Furthermore, in an age when the federal budget is so full of debt it should be published in red ink, why are we giving away free money to anyone? The current cycle of out-of-control federal spending has landed the nation in a river of red as it is - to the tune of $14.3 trillion - but all some lawmakers and the president want to do is go further in debt.
And there is this aspect. U.S. financial growth has been anemic for months, with first-quarter gross domestic product registering a paltry 1.8 percent. China's economy, meanwhile, has been growing as fast as Americans' waistlines - nearly nine times as much. Why is America giving one red cent to China? In fact, China is the number one holder of U.S. debt, but we have an American regulatory agency paying for Chinese research?
"I'm just not sure that the EPA has addressed all the things it's supposed to be doing here in the best manner possible before they're spending money overseas," Robert Gordon, senior advisor for strategic outreach for the Heritage Foundation, who monitors EPA grants, told CNSNews.com. "At the end of the day, we're spending money that we don't have and on things we shouldn't be spending it on if we had it."

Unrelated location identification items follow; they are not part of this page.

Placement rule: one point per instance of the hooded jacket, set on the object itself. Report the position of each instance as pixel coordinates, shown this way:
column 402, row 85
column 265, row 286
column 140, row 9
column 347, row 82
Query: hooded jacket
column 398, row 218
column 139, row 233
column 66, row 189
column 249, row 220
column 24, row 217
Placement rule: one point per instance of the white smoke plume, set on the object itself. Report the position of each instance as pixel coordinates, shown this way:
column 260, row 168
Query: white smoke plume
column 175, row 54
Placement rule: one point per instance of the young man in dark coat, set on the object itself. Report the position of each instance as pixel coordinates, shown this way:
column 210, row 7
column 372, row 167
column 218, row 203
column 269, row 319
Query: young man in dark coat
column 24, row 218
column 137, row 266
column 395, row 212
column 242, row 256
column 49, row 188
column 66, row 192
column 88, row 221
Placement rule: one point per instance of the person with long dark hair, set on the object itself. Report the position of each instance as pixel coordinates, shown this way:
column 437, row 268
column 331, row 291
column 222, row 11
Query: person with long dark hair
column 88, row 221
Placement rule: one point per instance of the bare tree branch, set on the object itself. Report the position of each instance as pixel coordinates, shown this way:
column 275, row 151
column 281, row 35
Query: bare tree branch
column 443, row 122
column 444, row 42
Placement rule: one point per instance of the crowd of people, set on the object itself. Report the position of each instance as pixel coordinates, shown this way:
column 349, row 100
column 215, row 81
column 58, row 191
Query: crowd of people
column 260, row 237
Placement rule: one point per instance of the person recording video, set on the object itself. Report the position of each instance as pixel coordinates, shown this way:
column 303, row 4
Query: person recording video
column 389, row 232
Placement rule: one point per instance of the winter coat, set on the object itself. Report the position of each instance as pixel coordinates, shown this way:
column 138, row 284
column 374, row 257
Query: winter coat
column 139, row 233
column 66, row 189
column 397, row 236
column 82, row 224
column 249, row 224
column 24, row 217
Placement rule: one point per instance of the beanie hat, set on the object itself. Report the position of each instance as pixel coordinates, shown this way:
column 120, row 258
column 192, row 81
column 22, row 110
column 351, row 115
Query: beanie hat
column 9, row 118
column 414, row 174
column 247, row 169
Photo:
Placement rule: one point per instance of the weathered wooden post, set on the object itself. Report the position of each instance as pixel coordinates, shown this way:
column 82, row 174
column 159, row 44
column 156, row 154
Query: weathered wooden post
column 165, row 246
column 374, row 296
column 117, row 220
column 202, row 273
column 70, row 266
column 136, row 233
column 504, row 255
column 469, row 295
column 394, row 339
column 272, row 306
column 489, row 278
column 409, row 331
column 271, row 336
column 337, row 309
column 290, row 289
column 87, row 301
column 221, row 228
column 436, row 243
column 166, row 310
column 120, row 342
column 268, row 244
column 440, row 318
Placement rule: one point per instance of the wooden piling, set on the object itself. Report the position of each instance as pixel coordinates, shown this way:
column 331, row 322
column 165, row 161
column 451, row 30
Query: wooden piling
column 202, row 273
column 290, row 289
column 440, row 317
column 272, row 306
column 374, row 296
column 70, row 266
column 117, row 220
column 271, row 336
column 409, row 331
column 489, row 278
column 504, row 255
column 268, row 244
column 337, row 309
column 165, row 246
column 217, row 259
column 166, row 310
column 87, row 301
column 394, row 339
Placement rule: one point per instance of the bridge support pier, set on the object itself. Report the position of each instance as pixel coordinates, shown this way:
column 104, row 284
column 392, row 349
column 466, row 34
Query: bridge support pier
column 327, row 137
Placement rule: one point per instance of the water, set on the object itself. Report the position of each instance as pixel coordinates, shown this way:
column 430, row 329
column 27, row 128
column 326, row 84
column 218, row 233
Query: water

The EPA, in an email to the online news service, said the grants were awarded through the EPA's Coalbed Methane Outreach Program (CMOP), a program aimed at reducing coal-mining methane emissions. The agency also said "U.S. companies are in the forefront of coal mine methane recovery and utilization," and that China has sent delegations to the U.S. to learn about methane emissions.
Here's an idea: Why not just tell the Chinese how to reduce their coal emissions? If they were serious about doing so anyway, would they need to be paid to do so?
In case lawmakers aren't watching the polls, taxpayers - i.e. voters - are
more concerned about the nation's debt and economy than any other issues heading into the 2012 elections. Washington ignores this at its peril.